Chapter Four, "Nationalism and Deafness: The Nineteenth Century" offers historic perspectives on deafness, including the fact that by the beginning of the nineteenth century, sign language had become a transnational language. Anyone fluent in sign language could communicate with any other signer - worldwide. This is no small thing. The Deaf "became a subgroup within each state throughout Europe." Some additional topics are: oralism and sign language, disability, class, nationalism, eugenics, politics, poverty, industrialization, and health. The bigger concepts of inclusion and exclusion are touched upon, too.
"Deafness and Insight" is a challenging and complex chapter in which Davis explores "deafness as a critical modality." A main assertion throughout this book is that the concept of the "normal" body informs cultural assumptions about art, literature, and the totality, in fact, of culture.
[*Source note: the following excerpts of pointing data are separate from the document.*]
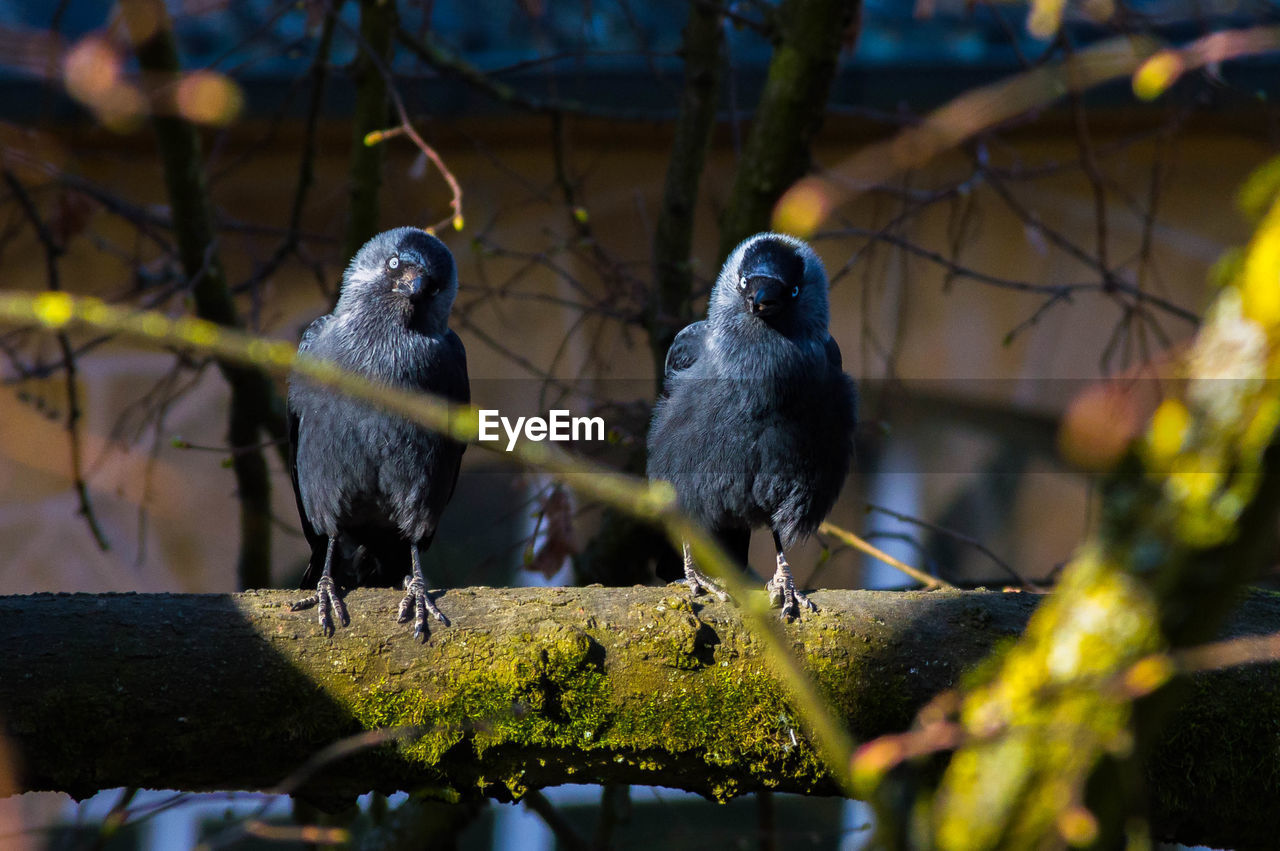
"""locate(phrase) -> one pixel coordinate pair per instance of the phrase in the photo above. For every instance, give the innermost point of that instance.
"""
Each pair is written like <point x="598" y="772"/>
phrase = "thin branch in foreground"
<point x="849" y="539"/>
<point x="959" y="536"/>
<point x="53" y="252"/>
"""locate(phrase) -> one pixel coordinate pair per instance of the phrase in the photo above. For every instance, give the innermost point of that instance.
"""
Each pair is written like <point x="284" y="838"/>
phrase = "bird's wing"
<point x="685" y="349"/>
<point x="837" y="370"/>
<point x="456" y="387"/>
<point x="833" y="355"/>
<point x="316" y="540"/>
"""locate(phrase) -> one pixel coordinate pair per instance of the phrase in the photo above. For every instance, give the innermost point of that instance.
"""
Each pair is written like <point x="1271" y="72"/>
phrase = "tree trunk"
<point x="534" y="687"/>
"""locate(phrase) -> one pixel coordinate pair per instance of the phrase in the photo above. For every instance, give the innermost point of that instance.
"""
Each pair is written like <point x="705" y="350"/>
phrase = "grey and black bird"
<point x="755" y="422"/>
<point x="370" y="485"/>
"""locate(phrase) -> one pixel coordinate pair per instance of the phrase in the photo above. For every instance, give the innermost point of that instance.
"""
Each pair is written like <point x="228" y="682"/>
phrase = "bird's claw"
<point x="329" y="600"/>
<point x="700" y="584"/>
<point x="419" y="602"/>
<point x="784" y="593"/>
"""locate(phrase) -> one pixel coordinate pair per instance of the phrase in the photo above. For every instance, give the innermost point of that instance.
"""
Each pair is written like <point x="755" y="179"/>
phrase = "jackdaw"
<point x="755" y="422"/>
<point x="371" y="485"/>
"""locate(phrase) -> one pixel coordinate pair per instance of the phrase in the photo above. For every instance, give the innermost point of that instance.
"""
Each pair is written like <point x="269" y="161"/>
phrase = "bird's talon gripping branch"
<point x="327" y="598"/>
<point x="419" y="602"/>
<point x="698" y="581"/>
<point x="784" y="593"/>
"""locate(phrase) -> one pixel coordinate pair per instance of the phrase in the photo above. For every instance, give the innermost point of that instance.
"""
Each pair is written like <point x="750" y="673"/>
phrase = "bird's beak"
<point x="768" y="294"/>
<point x="410" y="286"/>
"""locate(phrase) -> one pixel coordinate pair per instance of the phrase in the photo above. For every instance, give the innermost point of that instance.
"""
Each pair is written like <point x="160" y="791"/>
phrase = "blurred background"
<point x="1064" y="241"/>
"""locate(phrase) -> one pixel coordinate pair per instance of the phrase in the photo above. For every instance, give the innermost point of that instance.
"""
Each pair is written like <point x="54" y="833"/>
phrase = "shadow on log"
<point x="534" y="687"/>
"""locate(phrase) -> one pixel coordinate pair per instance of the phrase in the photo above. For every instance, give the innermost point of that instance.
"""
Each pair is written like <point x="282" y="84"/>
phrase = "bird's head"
<point x="776" y="279"/>
<point x="407" y="271"/>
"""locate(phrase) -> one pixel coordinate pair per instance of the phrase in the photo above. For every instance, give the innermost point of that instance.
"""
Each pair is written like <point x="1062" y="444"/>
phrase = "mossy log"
<point x="534" y="687"/>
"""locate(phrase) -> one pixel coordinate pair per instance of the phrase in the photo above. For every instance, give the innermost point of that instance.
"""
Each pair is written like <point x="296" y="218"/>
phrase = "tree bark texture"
<point x="534" y="687"/>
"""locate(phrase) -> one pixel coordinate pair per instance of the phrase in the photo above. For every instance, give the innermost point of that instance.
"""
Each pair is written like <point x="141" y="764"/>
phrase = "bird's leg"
<point x="782" y="588"/>
<point x="696" y="580"/>
<point x="417" y="600"/>
<point x="327" y="595"/>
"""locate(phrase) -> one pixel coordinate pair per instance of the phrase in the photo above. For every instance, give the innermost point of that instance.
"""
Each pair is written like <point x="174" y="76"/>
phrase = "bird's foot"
<point x="782" y="591"/>
<point x="419" y="602"/>
<point x="329" y="600"/>
<point x="699" y="584"/>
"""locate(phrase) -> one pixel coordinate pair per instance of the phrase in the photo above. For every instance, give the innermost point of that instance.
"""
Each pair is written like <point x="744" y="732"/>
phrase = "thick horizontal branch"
<point x="534" y="687"/>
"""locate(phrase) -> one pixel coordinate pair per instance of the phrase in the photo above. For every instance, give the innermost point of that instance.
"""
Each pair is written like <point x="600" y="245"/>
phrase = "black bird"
<point x="371" y="485"/>
<point x="757" y="417"/>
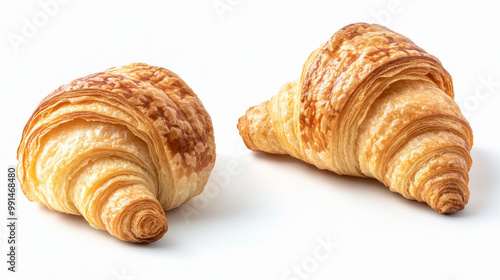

Other chapters with much to offer and challenge the reader are "Universalizing Marginality," in which Davis explores the reasons behind the intense cultural and philosophical interest during the European eighteenth century of deafness. Health and 'fitness,' images of the 'normal' and the not-normal body, and the fact that disability is most often an acquired thing (you get hurt or get old - and wind up with a 'disability.') are investigated. Art, literature, and media are cited with success.
This is a book that is thought-provoking, remarkably informative, and completely worth the effort it requires. Dr. Davis'world view is clearly presented and wholly graspable. His methods of analysis are consistently intellectually muscular, Occasionally he ventures into academic methodologies that are a bit out of the range of the common reader. Tough stuff, and worth the effort. Many pages of endnotes, a (long) list of works cited, and a very good index.